Было ясно: двор в Петербург не воротится. Фаворит охладел к этой мысли, тяготел к родственникам. Князь же Василий Лукич, идеолог, можно сказать, долгоруковского дома, занимался только интригами, стараясь, чтобы двор не возвращался в Петербург, и этого дюк де Лириа не мог скидывать со счетов и потому закладывал то в свои расчеты.
Самое время сказать о его новом знакомом — аббате Жюбе, свидания с которым переменили ход многих дел.

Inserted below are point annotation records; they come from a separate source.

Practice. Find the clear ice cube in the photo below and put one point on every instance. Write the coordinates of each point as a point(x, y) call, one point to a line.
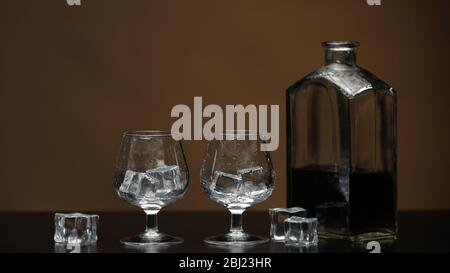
point(250, 170)
point(277, 217)
point(164, 179)
point(134, 183)
point(301, 231)
point(75, 228)
point(227, 183)
point(255, 188)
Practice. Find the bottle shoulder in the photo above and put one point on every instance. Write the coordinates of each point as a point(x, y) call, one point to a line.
point(349, 80)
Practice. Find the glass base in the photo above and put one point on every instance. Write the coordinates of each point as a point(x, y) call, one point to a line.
point(236, 239)
point(151, 238)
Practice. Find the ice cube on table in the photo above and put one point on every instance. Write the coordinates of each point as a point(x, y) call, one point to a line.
point(164, 178)
point(301, 231)
point(227, 183)
point(277, 217)
point(133, 183)
point(75, 228)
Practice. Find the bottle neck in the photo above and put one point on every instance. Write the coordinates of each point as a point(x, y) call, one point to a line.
point(340, 52)
point(347, 57)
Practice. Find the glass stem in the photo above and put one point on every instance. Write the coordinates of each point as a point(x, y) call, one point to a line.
point(152, 221)
point(236, 220)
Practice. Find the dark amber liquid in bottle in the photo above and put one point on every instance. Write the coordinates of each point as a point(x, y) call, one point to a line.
point(368, 210)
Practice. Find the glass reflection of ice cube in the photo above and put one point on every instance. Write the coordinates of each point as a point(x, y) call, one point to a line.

Аббат Жюбе прибыл в Москву 20 декабря 1728 года, как воспитанник детей княгини Ирины Петровны Долгорукой, принявшей, напомним, в Голландии католическую веру и теперь возвратившейся на родину. Жюбе был тайным агентом Сорбонны, которая после двухлетнего рассмотрения вопроса о миссии в Россию решила послать его туда по совету докторов Сорбонны Птинье, Этмара, Фуле и других, дала ему верительную грамоту от 24 июля 1728 года и облекла полномочием вступить в переговоры с русским духовенством о соединении церквей.
Архиепископ Утрехский, направляя Жюбе в Россию, возложил на него чуть ли не епископские полномочия.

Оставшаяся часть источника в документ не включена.